# Where to Buy Grapes in Michigan



## Grancru (Oct 1, 2011)

Dose anyone know of additional places to purchase grapes this season in Michigan other than California Wine Grape Company? I am in Commerce and do not what to travel to far.

I am looking for Cabernet, Merlot or Pinot noir. CWGC has their Cab for $38 a case and Merlot for $36 an case.


----------



## vcasey (Oct 1, 2011)

Your best bet would be to call a local homebrew shop. They should know where you can get grapes/juice in your area.


----------



## paubin (Oct 1, 2011)

The varieties you mentioned pretty much limit you to CA. However, you can get excellent grapes in other varieties more suited to colder climates closer to you which should lower the shipping cost. NY, PA, and Ohio have many vineyards. I also am pretty sure Wi and I know Minnesota has a lot. Probably your home state also.

Pete


----------



## DBC734 (Sep 11, 2012)

I have been getting grapes from Macomb Valley Vintners, Joe Mezza. MVV is a bit of a drive from Commerce though. Joe also offers juice in the fall and spring.


----------



## MiBor (Jun 24, 2019)

http://www.macombvintnersupply.net/GrapeJuice.html

This is the place I buy CA grapes from. They are only available in the fall and you have to pre-order. They are located in Sterling Heights, close to M59.


----------



## LouisCKpasteur (Jun 24, 2019)

Mid-Michiganvintnerssupply.com is next to you in South Lyon. Don't know if they do grapes or just juice. And it's usually a fall thing like the aforementioned Macomb county one...


----------



## LouisCKpasteur (Jun 24, 2019)

Also, I know there's some Cab-Sauv grown in the southwestern corner of the state that you can buy, but I don't know if you can get it delivered (I know a guy who did, but he was ordering thousands of pounds).


----------



## MiBor (Jun 26, 2019)

Does anyone know of other wine grapes and juice distributors in the Greater Detroit area besides California Wine Grapes Co. and Macomb Vintner Supply?


----------



## LouisCKpasteur (Jun 26, 2019)

MiBor said:


> Does anyone know of other wine grapes and juice distributors in the Greater Detroit area besides California Wine Grapes Co. and Macomb Vintner Supply?



Mid-Michigan offers juice pickup in New Hudson/South Lyon area. These are juices though, not grapes. https://mid-michiganvintnersupply.com/wake-making-tips/


----------



## winojoe (Aug 20, 2019)

There are really only three places in the Detroit area to get grapes: Macomb Vintner Supply (Sterling Heights), California Wine Grape Company (Southwest Detroit) and Ventimiglia Market (Sterling Heights).
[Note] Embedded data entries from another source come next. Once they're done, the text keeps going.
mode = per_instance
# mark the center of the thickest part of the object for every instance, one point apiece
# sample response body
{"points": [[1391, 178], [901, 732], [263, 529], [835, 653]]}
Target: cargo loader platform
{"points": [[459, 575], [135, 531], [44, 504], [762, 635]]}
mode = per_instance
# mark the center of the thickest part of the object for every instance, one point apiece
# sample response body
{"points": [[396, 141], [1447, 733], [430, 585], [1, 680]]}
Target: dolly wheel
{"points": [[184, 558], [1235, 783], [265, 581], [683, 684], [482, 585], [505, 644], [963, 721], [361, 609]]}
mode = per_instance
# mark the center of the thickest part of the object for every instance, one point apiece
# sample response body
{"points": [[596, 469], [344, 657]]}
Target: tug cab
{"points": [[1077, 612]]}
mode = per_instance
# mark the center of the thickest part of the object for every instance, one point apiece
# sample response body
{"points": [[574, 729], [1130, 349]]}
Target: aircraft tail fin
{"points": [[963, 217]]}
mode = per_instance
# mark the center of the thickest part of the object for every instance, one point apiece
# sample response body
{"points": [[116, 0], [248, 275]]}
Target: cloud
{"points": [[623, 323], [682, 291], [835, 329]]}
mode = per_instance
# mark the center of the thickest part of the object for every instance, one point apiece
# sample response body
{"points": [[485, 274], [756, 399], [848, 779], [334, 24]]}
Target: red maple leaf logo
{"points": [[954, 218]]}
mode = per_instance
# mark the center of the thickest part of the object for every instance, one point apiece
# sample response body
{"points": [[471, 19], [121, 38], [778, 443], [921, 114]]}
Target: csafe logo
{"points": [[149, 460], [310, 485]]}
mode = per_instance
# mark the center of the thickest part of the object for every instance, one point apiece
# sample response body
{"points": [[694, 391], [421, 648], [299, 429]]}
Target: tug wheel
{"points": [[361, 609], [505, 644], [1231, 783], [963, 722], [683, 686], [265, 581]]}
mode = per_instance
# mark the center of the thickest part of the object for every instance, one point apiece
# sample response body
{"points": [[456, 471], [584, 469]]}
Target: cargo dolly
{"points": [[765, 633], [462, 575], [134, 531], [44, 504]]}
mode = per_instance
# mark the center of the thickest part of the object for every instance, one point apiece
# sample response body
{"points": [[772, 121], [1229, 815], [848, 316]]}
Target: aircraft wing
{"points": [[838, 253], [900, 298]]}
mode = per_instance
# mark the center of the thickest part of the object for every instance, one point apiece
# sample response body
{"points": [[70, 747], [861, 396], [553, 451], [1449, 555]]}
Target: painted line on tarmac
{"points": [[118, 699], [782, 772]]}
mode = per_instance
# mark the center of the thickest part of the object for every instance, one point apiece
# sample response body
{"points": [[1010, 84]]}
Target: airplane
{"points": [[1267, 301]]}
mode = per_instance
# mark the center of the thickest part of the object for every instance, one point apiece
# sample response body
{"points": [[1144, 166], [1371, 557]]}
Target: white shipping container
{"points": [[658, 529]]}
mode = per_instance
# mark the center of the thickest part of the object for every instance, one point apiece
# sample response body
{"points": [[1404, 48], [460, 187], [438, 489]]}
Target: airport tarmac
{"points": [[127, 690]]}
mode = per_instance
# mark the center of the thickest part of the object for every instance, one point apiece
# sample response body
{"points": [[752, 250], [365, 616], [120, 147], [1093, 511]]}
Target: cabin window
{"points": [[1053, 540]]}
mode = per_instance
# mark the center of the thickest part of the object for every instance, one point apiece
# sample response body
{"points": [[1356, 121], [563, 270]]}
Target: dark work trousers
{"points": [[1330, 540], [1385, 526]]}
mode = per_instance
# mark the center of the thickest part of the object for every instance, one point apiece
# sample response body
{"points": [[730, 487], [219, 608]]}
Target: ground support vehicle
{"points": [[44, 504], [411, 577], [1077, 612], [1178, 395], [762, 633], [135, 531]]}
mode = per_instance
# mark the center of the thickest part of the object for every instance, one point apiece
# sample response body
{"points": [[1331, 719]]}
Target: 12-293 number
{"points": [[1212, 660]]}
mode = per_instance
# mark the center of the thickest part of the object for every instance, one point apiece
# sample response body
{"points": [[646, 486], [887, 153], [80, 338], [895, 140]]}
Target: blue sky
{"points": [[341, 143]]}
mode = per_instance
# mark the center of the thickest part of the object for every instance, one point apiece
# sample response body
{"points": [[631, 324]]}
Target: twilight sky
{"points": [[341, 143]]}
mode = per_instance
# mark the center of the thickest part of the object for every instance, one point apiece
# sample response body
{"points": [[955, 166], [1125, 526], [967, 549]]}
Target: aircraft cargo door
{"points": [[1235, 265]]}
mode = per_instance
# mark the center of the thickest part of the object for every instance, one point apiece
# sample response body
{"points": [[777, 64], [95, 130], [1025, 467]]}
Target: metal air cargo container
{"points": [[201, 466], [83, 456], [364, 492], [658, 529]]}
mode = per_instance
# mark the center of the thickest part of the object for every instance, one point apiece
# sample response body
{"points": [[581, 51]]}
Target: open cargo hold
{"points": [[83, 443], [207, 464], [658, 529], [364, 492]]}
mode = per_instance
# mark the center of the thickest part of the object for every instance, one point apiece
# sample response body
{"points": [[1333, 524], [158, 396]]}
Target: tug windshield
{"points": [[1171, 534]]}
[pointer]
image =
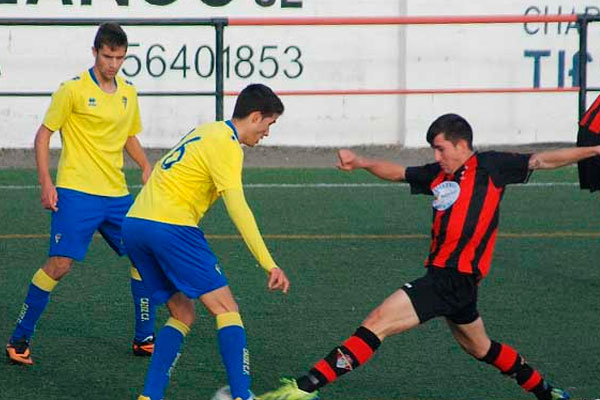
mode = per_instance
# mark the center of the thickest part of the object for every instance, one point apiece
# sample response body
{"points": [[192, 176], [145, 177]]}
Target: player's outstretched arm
{"points": [[49, 196], [561, 157], [349, 161], [136, 152], [242, 217]]}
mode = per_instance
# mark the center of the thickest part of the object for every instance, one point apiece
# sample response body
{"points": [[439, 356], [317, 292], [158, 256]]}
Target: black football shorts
{"points": [[444, 292]]}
Some people in the Detroit area opt to go to Canada (Windsor) for grapes from Borrelli's. I have heard the grape costs are cheaper, but you have deal with the U.S. Customs, which is not really a big deal.

Buyer beware when dealing with California WIne Grape Company.


----------



## sour_grapes (Aug 20, 2019)

Deleted because WinoJoe amended his post to remove content that I questioned. Thanks, Joe.


----------



## MiBor (Sep 6, 2019)

I was looking to buy some locally grown Michigan grapes this year, in addition to the CA grapes that I buy and process every year, but a few of my friends told me that this year's local crops have been compromised and are not expected to make very good wine. The weather has been weird this year and I think they may be right about the grapes. I'll probably still go to Paw Paw and check out the grapes myself, but I won't buy any if they are low sugar -very high acidity in all varietals, as they've been described to me. I'll just wait until next year.
Meanwhile, the CA grapes and juice pre-order has started at Macomb Vintner Supply in Sterling Heights, which I believe it is a safer bet for this year's wine making season.


----------



## Cellar Door (Sep 7, 2019)

MiBor said:


> I was looking to buy some locally grown Michigan grapes this year, in addition to the CA grapes that I buy and process every year, but a few of my friends told me that this year's local crops have been compromised and are not expected to make very good wine. The weather has been weird this year and I think they may be right about the grapes. I'll probably still go to Paw Paw and check out the grapes myself, but I won't buy any if they are low sugar -very high acidity in all varietals, as they've been described to me. I'll just wait until next year.
> Meanwhile, the CA grapes and juice pre-order has started at Macomb Vintner Supply in Sterling Heights, which I believe it is a safer bet for this year's wine making season.


Have you looked in Berrien County? There are a bunch of vineyards here, with several wineries, perhaps they sell excess grapes?


----------